No tengo palabras para describir el primer sonido de su voz y la singular reacción que produjo en
mí. Siempre había considerado que el llanto de un recién nacido era absolutamente asexuado...,
penetrante, irritante, curiosamente poco atractivo. Pero su voz era una extraña música que hizo que
las lágrimas me acudiesen a los ojos, seduciendo suavemente mi cuerpo de manera que mis pechos
sintieron una primitiva y acuciante necesidad de estrecharle contra mí. Y no tuve fuerzas para resistir
su instintiva súplica de supervivencia.
Pero en el momento en que su carne tocó la mía y se quedó callado, el hechizo se rompió y el
pánico y la repugnancia se apoderaron de mí.

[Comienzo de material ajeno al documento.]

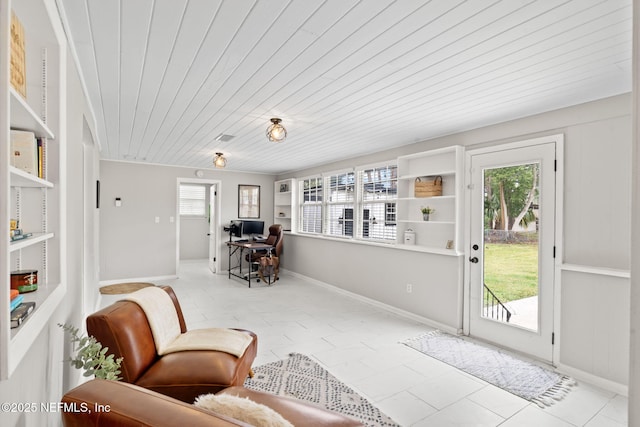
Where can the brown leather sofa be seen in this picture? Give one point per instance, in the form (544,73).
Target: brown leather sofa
(112,403)
(123,327)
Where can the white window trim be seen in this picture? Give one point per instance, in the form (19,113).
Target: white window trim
(361,202)
(358,205)
(301,205)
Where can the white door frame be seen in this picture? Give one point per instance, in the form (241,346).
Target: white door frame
(558,139)
(216,215)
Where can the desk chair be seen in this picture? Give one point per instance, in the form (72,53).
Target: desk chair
(274,239)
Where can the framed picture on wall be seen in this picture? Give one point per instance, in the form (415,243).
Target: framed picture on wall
(248,201)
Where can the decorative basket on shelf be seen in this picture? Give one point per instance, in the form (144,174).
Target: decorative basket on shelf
(426,186)
(18,66)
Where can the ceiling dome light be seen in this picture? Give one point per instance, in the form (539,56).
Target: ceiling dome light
(276,132)
(219,161)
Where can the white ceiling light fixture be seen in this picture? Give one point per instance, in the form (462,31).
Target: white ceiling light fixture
(276,132)
(219,161)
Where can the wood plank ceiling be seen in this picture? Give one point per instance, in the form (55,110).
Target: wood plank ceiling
(347,77)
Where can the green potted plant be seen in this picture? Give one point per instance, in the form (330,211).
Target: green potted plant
(91,356)
(426,212)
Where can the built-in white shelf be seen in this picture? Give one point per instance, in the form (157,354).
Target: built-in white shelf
(24,118)
(29,241)
(20,178)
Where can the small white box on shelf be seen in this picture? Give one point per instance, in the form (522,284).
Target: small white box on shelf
(24,151)
(409,237)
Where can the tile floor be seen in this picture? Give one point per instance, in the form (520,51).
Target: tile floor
(359,344)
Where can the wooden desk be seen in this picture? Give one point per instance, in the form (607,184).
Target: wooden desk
(238,249)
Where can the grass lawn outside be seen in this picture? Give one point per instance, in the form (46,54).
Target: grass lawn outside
(511,270)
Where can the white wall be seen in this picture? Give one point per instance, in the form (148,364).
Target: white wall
(132,244)
(594,307)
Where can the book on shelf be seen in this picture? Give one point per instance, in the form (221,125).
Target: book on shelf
(16,302)
(24,151)
(21,313)
(20,236)
(41,151)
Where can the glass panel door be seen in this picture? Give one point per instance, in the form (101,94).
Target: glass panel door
(511,248)
(510,261)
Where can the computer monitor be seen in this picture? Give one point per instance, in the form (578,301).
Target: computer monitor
(234,229)
(252,228)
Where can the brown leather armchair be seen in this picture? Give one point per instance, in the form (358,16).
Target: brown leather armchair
(113,403)
(274,239)
(184,375)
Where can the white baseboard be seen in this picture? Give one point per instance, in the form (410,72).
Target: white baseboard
(399,312)
(580,375)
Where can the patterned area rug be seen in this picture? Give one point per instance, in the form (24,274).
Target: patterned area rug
(123,288)
(527,380)
(302,378)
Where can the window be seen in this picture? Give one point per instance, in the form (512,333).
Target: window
(378,194)
(340,204)
(356,204)
(193,200)
(311,205)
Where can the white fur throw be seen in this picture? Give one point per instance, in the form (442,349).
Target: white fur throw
(161,314)
(242,409)
(219,339)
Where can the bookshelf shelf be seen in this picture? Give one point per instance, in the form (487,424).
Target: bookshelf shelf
(29,241)
(37,204)
(284,206)
(24,118)
(23,179)
(442,233)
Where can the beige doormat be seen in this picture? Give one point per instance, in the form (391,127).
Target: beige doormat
(123,288)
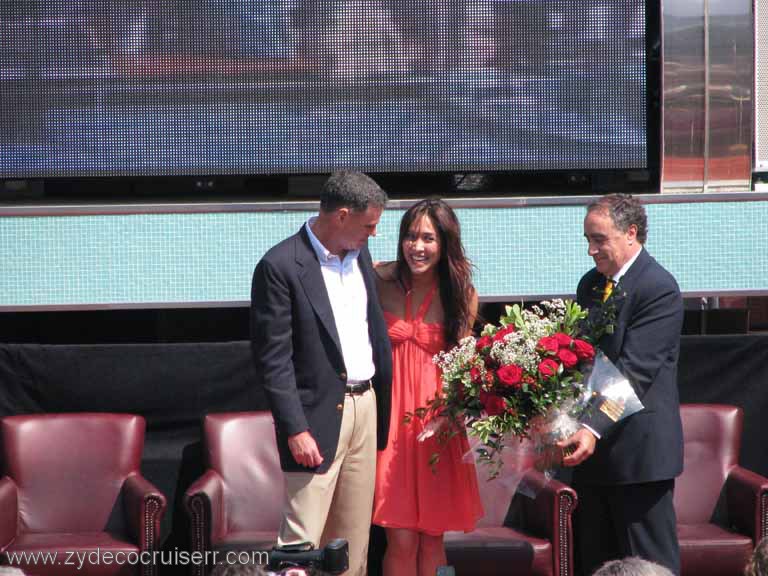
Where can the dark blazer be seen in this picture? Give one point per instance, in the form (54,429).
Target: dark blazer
(297,352)
(645,344)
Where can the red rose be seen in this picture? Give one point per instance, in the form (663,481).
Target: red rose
(584,350)
(484,342)
(510,375)
(548,367)
(499,336)
(563,340)
(568,358)
(548,344)
(493,405)
(531,381)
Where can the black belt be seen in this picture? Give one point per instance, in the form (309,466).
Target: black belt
(358,387)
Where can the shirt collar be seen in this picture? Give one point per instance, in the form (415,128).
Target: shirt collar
(322,252)
(618,276)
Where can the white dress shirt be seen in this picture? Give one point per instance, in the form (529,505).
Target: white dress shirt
(349,302)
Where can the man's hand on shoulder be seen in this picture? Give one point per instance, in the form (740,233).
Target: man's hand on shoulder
(578,447)
(304,449)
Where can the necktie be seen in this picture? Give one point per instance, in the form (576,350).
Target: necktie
(608,289)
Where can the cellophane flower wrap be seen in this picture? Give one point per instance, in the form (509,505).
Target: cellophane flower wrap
(520,384)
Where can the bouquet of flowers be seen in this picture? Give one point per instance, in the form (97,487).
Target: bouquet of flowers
(523,378)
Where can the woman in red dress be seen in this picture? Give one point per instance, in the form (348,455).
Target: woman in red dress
(429,304)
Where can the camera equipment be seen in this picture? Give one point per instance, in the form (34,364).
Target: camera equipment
(333,559)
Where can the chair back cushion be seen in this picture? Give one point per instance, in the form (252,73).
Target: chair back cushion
(712,437)
(70,468)
(241,447)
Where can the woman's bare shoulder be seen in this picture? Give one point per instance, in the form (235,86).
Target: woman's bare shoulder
(385,270)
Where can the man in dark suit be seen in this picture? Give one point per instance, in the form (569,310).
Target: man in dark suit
(323,357)
(625,473)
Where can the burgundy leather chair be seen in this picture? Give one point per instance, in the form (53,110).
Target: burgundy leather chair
(237,503)
(722,509)
(519,534)
(71,485)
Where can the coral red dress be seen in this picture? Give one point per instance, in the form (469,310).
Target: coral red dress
(409,494)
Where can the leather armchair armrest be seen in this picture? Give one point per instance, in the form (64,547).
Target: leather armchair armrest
(547,515)
(9,512)
(144,506)
(747,502)
(204,501)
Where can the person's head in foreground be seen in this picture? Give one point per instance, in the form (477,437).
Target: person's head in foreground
(758,562)
(632,566)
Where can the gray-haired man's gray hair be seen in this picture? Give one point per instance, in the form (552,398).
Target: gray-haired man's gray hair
(632,566)
(624,210)
(353,190)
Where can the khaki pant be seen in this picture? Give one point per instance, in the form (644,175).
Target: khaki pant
(339,503)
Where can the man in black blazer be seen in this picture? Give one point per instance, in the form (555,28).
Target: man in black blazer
(625,473)
(323,357)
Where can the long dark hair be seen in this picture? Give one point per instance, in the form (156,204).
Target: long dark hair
(454,269)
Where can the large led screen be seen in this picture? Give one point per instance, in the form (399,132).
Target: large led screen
(233,87)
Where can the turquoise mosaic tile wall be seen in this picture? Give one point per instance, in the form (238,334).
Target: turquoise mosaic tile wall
(166,259)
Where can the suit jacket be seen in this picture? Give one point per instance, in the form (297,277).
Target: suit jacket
(297,352)
(645,344)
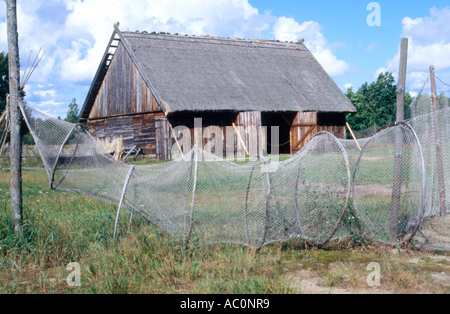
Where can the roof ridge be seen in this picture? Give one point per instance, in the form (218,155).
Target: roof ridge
(169,36)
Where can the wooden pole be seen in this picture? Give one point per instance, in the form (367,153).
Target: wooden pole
(353,135)
(240,139)
(15,116)
(440,160)
(398,159)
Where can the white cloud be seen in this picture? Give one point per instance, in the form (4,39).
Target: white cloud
(288,29)
(74,35)
(428,44)
(348,85)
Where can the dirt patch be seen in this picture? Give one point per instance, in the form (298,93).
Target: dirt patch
(310,282)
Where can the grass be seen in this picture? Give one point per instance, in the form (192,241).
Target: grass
(61,227)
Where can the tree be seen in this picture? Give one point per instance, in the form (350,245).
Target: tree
(72,113)
(375,103)
(4,80)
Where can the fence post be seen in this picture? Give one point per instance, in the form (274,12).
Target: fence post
(15,93)
(398,161)
(437,131)
(125,185)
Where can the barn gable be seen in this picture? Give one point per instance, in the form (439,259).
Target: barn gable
(147,84)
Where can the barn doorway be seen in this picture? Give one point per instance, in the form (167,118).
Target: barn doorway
(283,120)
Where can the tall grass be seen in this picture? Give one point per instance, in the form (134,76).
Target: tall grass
(60,228)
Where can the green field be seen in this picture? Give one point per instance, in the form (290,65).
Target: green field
(61,227)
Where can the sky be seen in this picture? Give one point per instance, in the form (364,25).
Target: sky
(354,40)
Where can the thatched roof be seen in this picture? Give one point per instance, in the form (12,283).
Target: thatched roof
(189,73)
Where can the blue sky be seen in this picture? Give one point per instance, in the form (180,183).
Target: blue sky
(74,34)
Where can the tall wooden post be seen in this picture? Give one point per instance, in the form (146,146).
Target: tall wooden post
(437,131)
(15,96)
(398,161)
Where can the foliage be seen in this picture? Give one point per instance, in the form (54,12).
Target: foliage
(376,103)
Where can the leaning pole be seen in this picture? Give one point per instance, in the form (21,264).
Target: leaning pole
(15,96)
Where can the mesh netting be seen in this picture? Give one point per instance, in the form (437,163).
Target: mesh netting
(386,187)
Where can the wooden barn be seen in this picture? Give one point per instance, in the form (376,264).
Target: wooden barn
(149,84)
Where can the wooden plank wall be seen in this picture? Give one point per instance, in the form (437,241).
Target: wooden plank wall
(298,132)
(249,127)
(123,90)
(139,130)
(333,123)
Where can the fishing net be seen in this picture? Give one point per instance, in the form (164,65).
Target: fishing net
(386,187)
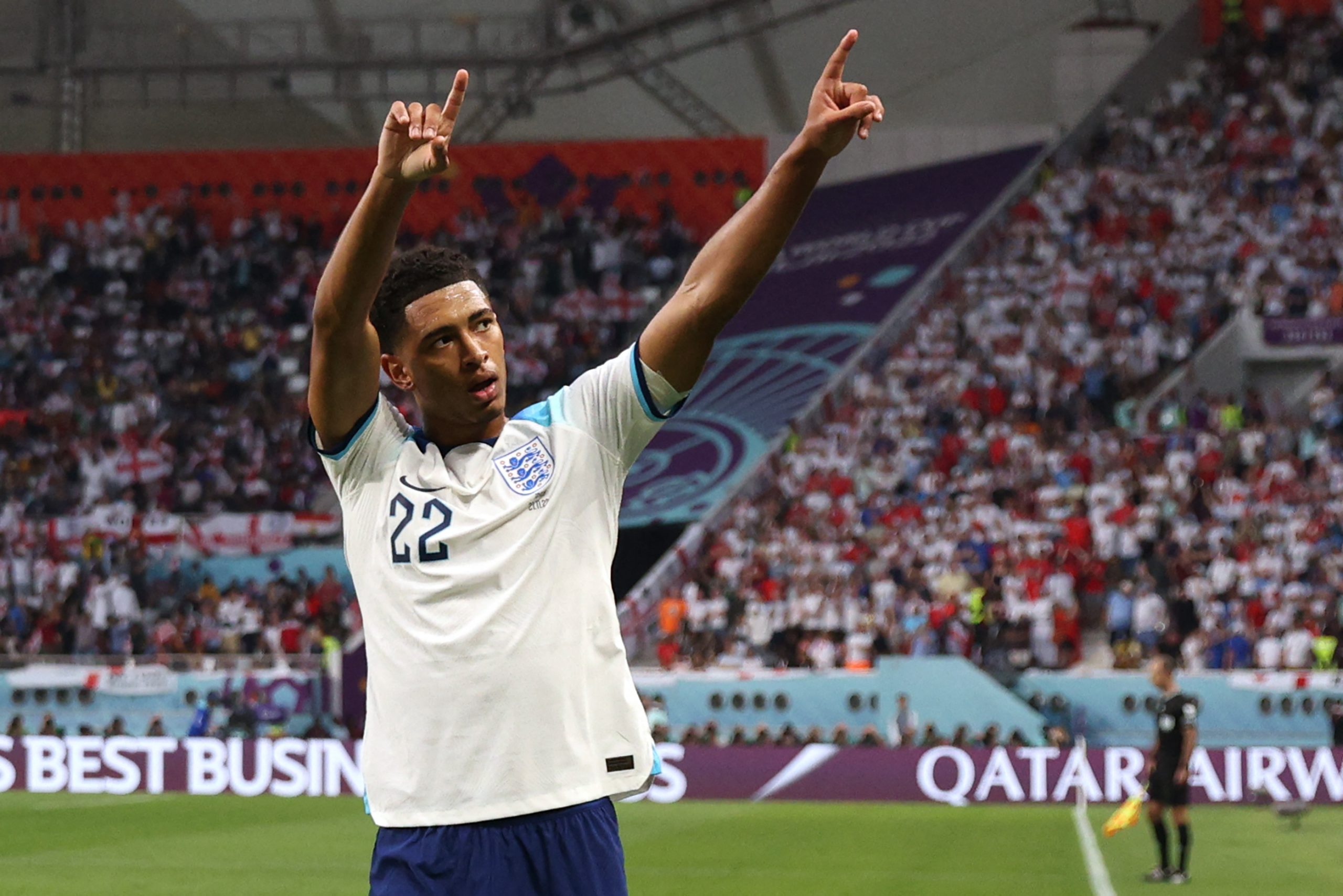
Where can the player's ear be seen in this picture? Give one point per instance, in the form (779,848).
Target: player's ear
(398,372)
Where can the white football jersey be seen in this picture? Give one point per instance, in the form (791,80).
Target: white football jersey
(497,679)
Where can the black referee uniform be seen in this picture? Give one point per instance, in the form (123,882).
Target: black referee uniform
(1174,717)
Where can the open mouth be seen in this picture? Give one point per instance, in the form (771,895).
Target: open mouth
(485,389)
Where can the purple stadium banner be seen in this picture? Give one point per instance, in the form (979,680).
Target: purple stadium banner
(292,767)
(856,253)
(1303,331)
(207,766)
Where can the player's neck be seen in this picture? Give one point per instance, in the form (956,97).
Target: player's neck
(447,437)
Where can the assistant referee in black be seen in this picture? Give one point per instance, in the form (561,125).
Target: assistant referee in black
(1167,770)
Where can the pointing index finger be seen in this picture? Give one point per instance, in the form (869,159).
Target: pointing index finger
(453,104)
(835,69)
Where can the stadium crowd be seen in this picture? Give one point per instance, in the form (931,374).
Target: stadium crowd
(157,359)
(984,489)
(987,485)
(155,362)
(121,604)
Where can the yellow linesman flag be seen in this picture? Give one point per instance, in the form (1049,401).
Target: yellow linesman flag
(1126,816)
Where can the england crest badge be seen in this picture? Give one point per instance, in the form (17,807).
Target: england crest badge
(527,469)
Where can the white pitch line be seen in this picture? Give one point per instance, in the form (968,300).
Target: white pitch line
(1096,871)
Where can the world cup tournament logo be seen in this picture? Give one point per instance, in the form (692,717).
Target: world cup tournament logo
(527,469)
(749,391)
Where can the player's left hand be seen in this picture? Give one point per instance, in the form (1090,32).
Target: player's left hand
(840,109)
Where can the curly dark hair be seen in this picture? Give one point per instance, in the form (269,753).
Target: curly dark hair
(410,276)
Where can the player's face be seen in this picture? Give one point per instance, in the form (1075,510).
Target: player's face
(453,351)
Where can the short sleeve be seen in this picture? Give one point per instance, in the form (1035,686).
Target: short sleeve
(367,452)
(617,406)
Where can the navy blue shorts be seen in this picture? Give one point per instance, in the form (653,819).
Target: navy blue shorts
(564,852)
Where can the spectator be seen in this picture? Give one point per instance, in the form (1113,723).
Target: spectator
(1296,646)
(904,723)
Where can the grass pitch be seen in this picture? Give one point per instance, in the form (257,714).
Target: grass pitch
(176,845)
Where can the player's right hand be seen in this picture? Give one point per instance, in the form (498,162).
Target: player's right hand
(415,137)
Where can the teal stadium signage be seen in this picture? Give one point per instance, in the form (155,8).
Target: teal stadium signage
(855,255)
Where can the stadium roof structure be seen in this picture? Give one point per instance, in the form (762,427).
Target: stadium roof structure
(116,74)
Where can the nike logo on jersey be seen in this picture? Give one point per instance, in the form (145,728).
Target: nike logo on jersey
(421,489)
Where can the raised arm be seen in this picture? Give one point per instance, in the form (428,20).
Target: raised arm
(346,354)
(679,339)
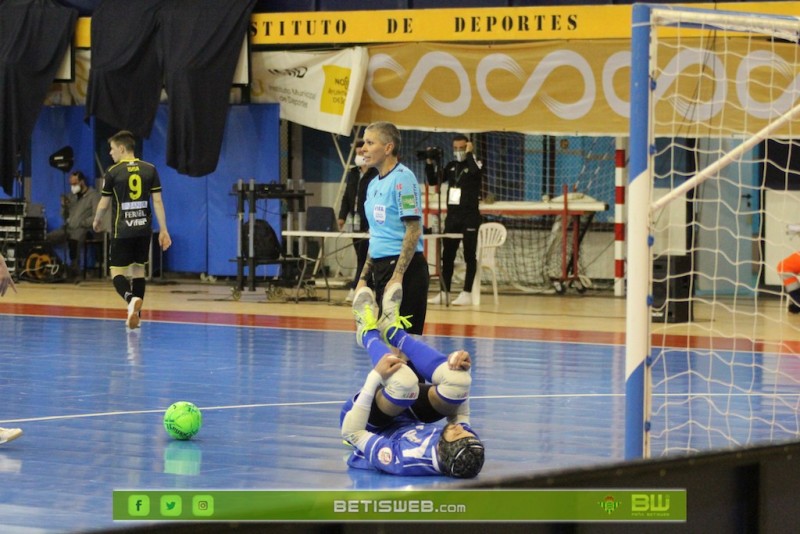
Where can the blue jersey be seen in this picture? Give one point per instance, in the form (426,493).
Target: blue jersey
(390,199)
(405,448)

Le aparté apresuradamente de mi pecho como si fuese un insecto repugnante que me chupaba la
sangre; le dejé caer sin Ímportarme dónde iba a parar, y me escabullí al rincón más alejado de la
habitación. Y allí me acurruqué, como un animal perseguido, apretando fuertemente la barbilla contra
las rodillas y con los brazos alrededor de la cabeza.
Quería morirme.
Quería que nos muriésemos los dos.
Si hubiese vuelto a llorar en ese momento, sé que le habría matado...Primero le habría matado a él y
luego me habría matado yo.
Pero permaneció callado.
Acaso estuviese ya muerto.
Me engurruñé más y más en el refugio de mi propio cuerpo, meciéndome de adelante atrás como un
pobre demente en un manicomio, escondiéndome de un peso con el que no era capaz de enfrentarme.
La vida había sido tan bella hasta ese verano; demasiado fácil, demasiado llena de amenidades. Y
en el breve y placentero tiempo que había durado, nada me había preparado para las tragedias que
implacablemente habían ido a caer sobre mí desde mi matrimonio con Charles.
¡Nada me había preparado para recibir a Erik!